| HN Mirror

Y	Hacker News new \| ask \| show \| jobs

by Avernar 3212 days ago

> I definitely need indexes

No you don't. You need iterators, which behave like pointers. Let's say you're hundreds or thousands of characters into a string at the start of some token. Now you want to scan from that position to the end of the token.

With indexes it works fast only if it's by codepoint. in a language that properly supports graphemes this would mean it would have to scan from the beginning to get to that index.

With iterators it can start scanning from that position directly. Same speed no matter where you are in the string. With indexes the larger your input the slower your parse gets, and not in a linear way.
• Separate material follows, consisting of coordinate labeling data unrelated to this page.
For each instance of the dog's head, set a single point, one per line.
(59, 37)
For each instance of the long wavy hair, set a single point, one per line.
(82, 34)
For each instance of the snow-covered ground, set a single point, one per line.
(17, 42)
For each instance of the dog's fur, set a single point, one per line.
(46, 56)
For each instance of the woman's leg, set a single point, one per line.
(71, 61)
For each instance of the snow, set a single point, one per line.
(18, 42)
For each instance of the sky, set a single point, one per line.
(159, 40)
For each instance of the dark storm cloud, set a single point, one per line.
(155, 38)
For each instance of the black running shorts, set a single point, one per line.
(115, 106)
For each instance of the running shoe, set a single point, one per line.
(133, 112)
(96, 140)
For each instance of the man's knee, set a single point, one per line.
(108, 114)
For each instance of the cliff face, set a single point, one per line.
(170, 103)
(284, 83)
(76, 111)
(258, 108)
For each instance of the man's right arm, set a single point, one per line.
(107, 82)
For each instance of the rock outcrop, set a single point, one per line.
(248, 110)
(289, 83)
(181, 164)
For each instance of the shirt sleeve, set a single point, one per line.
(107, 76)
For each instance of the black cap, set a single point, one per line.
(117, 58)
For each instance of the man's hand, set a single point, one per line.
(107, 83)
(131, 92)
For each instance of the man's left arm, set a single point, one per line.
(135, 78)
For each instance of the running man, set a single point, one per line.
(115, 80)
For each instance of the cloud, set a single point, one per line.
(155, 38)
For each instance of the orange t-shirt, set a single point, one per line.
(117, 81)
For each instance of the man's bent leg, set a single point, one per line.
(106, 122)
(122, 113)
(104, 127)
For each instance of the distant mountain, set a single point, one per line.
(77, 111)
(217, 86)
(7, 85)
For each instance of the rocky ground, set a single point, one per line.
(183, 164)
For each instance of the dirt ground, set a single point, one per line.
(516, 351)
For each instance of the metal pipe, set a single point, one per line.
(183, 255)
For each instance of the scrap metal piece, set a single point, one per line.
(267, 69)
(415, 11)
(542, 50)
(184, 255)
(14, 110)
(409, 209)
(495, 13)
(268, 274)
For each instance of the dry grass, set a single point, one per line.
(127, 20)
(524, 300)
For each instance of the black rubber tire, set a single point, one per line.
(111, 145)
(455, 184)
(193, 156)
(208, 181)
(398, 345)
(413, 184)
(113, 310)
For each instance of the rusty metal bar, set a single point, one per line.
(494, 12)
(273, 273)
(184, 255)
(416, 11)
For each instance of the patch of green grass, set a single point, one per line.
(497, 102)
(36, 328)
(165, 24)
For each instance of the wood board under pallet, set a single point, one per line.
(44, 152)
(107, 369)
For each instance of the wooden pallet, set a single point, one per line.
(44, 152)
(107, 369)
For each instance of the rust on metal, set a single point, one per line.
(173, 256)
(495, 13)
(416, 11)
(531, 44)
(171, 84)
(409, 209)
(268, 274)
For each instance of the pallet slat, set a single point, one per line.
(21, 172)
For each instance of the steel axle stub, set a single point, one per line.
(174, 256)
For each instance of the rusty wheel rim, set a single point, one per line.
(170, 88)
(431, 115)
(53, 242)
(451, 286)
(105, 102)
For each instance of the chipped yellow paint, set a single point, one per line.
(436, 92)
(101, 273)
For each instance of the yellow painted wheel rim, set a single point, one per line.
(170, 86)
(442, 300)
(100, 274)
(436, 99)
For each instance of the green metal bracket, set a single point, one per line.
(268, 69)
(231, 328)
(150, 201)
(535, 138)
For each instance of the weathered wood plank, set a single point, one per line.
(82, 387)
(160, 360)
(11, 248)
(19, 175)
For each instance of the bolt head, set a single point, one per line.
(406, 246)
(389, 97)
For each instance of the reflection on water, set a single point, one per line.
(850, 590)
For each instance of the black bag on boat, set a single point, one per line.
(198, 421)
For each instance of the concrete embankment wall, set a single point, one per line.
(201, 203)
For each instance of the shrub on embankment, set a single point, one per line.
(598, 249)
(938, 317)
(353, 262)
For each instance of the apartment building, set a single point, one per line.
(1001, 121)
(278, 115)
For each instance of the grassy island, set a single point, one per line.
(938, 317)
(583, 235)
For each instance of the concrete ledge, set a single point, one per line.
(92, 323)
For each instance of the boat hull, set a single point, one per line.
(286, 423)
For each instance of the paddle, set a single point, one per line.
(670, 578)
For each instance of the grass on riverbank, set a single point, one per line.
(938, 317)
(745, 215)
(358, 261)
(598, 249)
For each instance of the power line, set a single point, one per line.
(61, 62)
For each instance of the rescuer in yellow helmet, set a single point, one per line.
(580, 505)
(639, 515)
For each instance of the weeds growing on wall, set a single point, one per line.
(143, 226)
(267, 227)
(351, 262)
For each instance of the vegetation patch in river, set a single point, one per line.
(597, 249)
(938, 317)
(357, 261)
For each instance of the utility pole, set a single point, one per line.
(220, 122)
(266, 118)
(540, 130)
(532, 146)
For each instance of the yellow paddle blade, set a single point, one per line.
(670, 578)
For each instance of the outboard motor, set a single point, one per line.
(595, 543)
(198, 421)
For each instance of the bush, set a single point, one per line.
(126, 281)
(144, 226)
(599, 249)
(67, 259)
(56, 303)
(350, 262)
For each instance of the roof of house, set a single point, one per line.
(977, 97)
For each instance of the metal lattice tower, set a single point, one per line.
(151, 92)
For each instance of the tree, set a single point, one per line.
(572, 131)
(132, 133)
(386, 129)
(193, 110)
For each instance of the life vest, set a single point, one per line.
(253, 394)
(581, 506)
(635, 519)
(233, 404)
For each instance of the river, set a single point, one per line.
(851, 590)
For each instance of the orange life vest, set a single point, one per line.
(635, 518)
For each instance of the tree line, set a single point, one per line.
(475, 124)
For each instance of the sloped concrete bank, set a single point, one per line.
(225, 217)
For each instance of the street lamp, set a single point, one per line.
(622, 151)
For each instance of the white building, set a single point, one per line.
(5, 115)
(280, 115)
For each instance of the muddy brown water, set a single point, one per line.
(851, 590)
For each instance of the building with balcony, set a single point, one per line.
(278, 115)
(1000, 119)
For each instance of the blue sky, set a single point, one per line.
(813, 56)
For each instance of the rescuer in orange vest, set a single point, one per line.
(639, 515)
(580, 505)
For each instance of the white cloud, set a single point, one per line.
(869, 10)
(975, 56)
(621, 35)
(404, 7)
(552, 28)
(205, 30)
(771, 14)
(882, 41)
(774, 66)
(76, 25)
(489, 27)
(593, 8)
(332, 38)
It's also super easy to get a slice using a start and end iterator. As for line x character y messages, you can't get that directly from an index as it depends on how many new lines you parsed so indexing doesn't help there.

1 comments

jstimpfle 3212 days ago

Well, I could roll my own iterator which encapsulates a string and some position information, but then I'd have to wrap a lot of different operations, like advance, advance by n, compare two iterators by position, test for end position, extract character, extract slice, etc.
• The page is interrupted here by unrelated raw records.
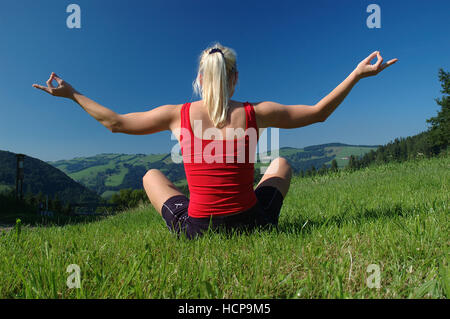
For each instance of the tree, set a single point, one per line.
(440, 124)
(334, 166)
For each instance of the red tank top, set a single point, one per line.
(219, 172)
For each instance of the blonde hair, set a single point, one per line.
(216, 69)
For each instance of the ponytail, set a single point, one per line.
(217, 65)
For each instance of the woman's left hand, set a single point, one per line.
(63, 89)
(365, 68)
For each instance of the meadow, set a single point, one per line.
(332, 227)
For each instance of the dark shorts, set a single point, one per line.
(264, 213)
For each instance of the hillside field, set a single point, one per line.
(332, 228)
(106, 174)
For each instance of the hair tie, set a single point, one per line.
(215, 50)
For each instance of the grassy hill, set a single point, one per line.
(332, 227)
(42, 177)
(108, 173)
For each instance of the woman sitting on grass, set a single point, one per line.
(219, 170)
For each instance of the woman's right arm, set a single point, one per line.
(139, 123)
(272, 114)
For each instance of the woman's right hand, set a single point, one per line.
(63, 89)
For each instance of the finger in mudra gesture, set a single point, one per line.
(63, 89)
(365, 68)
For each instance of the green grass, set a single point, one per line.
(331, 229)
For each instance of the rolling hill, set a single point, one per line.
(108, 173)
(42, 177)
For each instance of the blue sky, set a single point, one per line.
(136, 55)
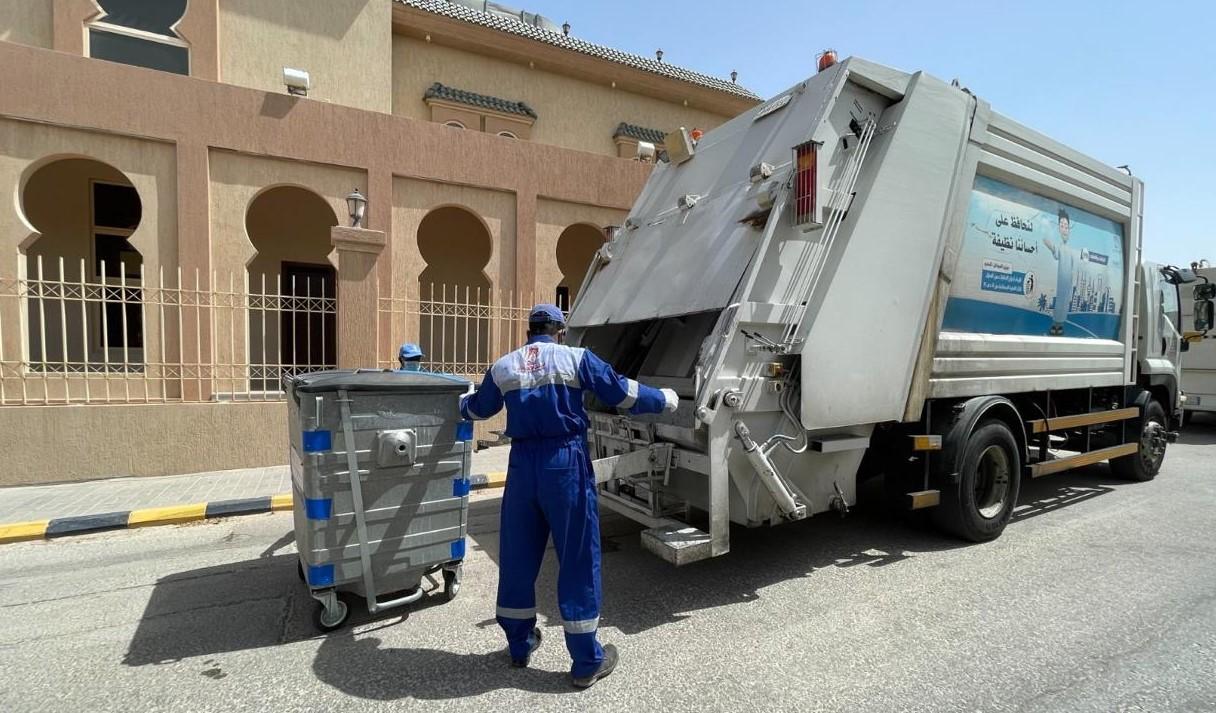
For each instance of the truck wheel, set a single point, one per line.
(989, 479)
(1147, 462)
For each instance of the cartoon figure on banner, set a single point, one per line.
(1065, 259)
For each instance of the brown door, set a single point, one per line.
(308, 336)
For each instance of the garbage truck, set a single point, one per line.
(874, 274)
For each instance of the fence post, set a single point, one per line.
(358, 307)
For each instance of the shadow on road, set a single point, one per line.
(1200, 430)
(364, 668)
(1048, 494)
(262, 602)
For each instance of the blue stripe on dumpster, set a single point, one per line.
(319, 507)
(320, 574)
(316, 441)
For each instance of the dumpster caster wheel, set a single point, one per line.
(330, 618)
(451, 583)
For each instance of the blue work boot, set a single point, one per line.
(606, 667)
(533, 645)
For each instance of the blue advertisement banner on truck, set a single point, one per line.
(1032, 265)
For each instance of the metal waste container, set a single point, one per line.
(406, 514)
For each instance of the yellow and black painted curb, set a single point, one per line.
(40, 529)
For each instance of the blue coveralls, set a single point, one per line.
(550, 486)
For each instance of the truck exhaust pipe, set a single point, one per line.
(777, 487)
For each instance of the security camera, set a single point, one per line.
(297, 82)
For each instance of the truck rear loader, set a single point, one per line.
(874, 273)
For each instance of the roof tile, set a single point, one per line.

And the code would get a lot noiser, while the only advantage I see is graphemes support, which I have never needed so far. (And I hope graphemes are actually designed with a similar sensibility for technical concerns as is UTF-8, where I can simply parse with indexes at the byte level, looking only for ASCII characters, without headaches and with maximum performance.)
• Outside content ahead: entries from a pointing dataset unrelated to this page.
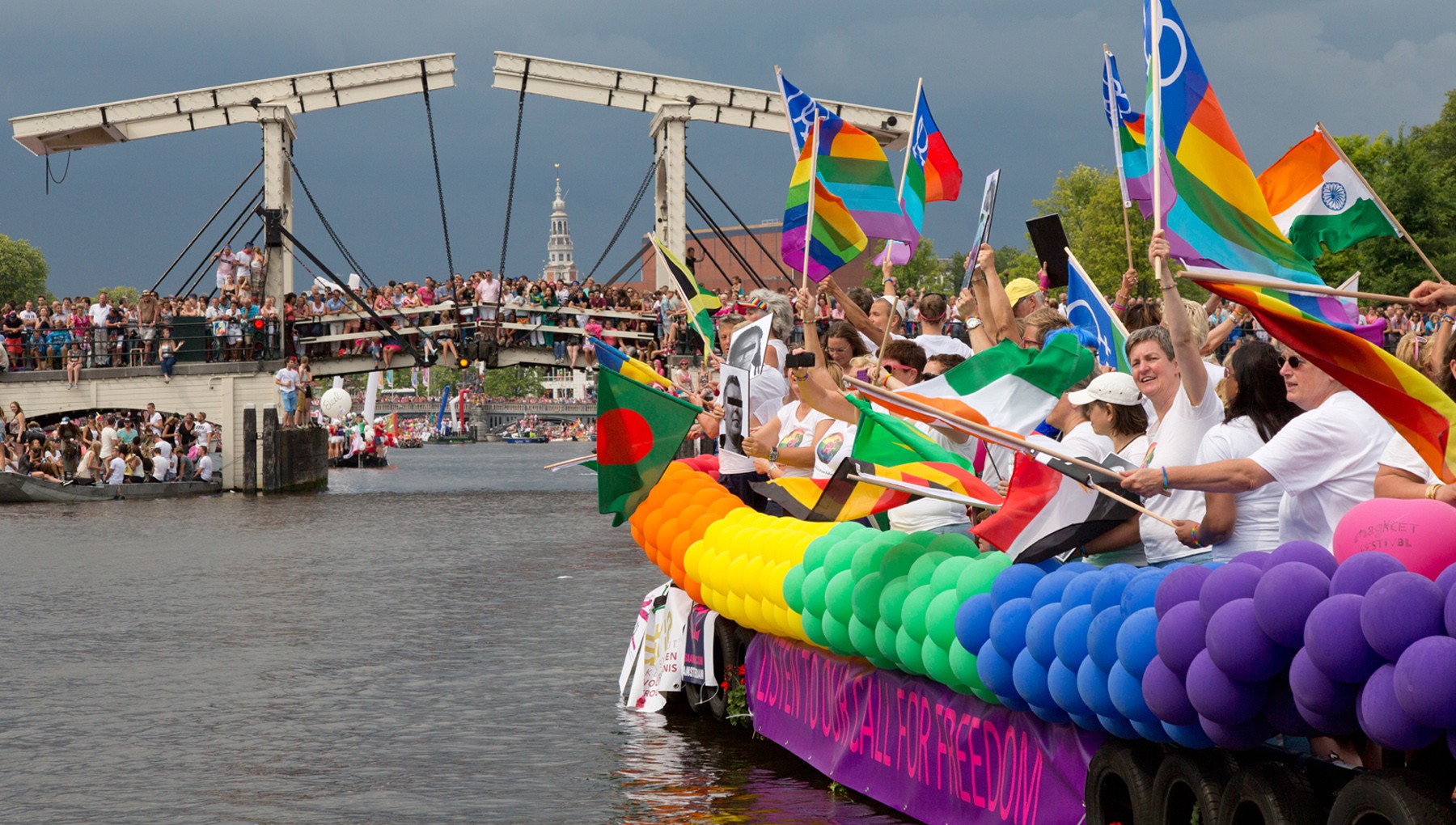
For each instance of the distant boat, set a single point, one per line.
(23, 489)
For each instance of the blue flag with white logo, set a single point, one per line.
(1086, 309)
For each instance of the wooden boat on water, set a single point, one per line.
(23, 489)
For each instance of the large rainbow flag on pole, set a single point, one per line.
(1417, 409)
(931, 173)
(1210, 201)
(819, 233)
As for getting line/character from a byte or codepoint offset, that's no problem if I do the calculation only in case of an error. The alternative would be to do it on each advance, which again means ADT wrapping, thus line noise and slower performance.

Avernar 3210 days ago

I'm not advocating that the programmer needs to implement the iterators but that the language/runtime have built in support for them.

As for searching for ASCII, which is prevalent in parsing, the iterator function to find the next specified character can do a low level and fast byte search. That's one of the benefits of UTF-8, searching for ASCII characters is super fast.

You wouldn't have to do the character position on each advance. Just have a beginning of line iterator that's updated every time you see a newline character and on error you do call a function that gives you how many characters between the current position iterator and the start of line iterator.

Working with iterators is no more coplex than working with indexes. But it's the language that needs to provide them.